Est-ce toujours le mot chorégraphe qui définit le mieux votre travail actuellement ?
Ça dépend ce qu’on entend par chorégraphe. Si c’est quelqu’un qui met des corps dans l’espace et dans le temps, oui, je suis chorégraphe, bien sûr.

Allez-vous voir des spectacles de danse ?
De temps en temps, mais on ne peut pas dire que je sois une fervente des spectacles de danse. Pour moi, la question n’est pas de savoir si c’est de la danse ou pas, c’est la qualité qui m’intéresse. Il faut que ce soit un travail singulier, qui ne se répète pas de pièce en pièce, qui ne copie pas les uns et les autres, qui est en dehors de l’air du temps.

Trouvez-vous votre bonheur dans la génération actuelle ?
Oui. Ce ne sont peut-être pas des chorégraphes comme les gens l’entendent mais des artistes qui viennent du théâtre, des arts plastiques, de la musique ou du cirque. J’ai toujours aimé le brassage des arts de la scène. Dernièrement, j’ai vu par exemple le travail de Flora Détraz au Théâtre de la Croix-Rousse, [la pièce Glottis, ndlr].

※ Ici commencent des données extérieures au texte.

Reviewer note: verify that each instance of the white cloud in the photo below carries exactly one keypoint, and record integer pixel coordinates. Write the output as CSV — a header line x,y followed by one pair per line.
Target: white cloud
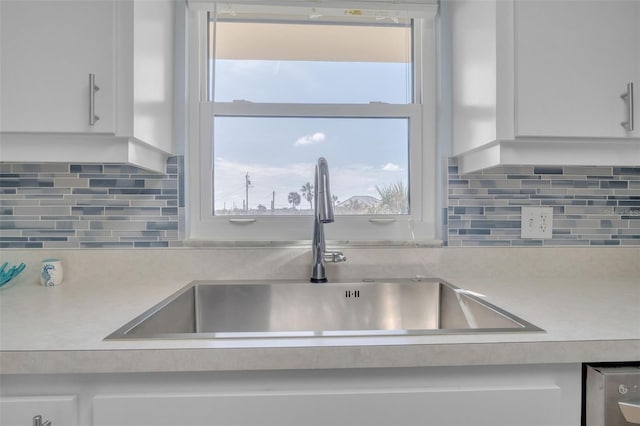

Votre dernière pièce, Y aller voir de plus près (2021), puise dans La Guerre du Péloponnèse de Thucydide. En 2009, déjà, vous vous empariez de textes épiques avec Description d’un combat. La guerre est-elle quelque chose qui vous hante ?
Ça peut être une préoccupation pour un artiste. On a intérêt à se pencher un peu dessus parce que le jour où elle va nous tomber sur la figure…

Vous considérez-vous comme pacifiste ?
Ça dépend qui j’ai en face. A priori, je n’ai pas envie de taper sur quelqu’un. Mais si les injustices sont trop criantes, si on a des gens comme Le Pen, Zemmour… là, je ne suis plus du tout pacifiste.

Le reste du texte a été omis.